Via connections called Shaffer Collaterals, signals from CA3 pass throught CA2 To CA1. tightly linking the two areas of the hippocampus. A second set of signals from the Entorhinal cortex, links to CA1, which may or may not mean that it too has some sort of mapping overlay. CA1 in turn connects to both the other half of the Entorhinal Cortex, and to the Subiculum, a body that lies directly between the two hippocampal areas. No one knows yet what the Subiculum does, but it's location and connections to the Nucleus Accumbens make it interesting to the Attention System. Primarily it seems to feed it's output directly to layer 5 of the Entorhinal Cortex. Which might be interesting if the Entorhinal Cortex operates in a manner similar to the Cerebral Cortex. Since this might indicate that it's role is to act as an attention agent, in the Entorhinal Cortex. In much the same way that the thalamus does in the Cerebral Cortex.

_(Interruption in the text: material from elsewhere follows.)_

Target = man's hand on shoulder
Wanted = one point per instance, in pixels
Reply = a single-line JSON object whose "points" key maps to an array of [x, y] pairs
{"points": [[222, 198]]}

The linking of the Hippocampus to signals produced during sleep and memory consolidation, suggest that it has a role in long-term memory. But why such a small part of the brain would have such a large effect, is ellusive. Marr thought that the Hippocampus was a stage in long-term memory, and many researchers have considered that there might be significant compression involved to allow such a small area to control the larger cerebral cortex.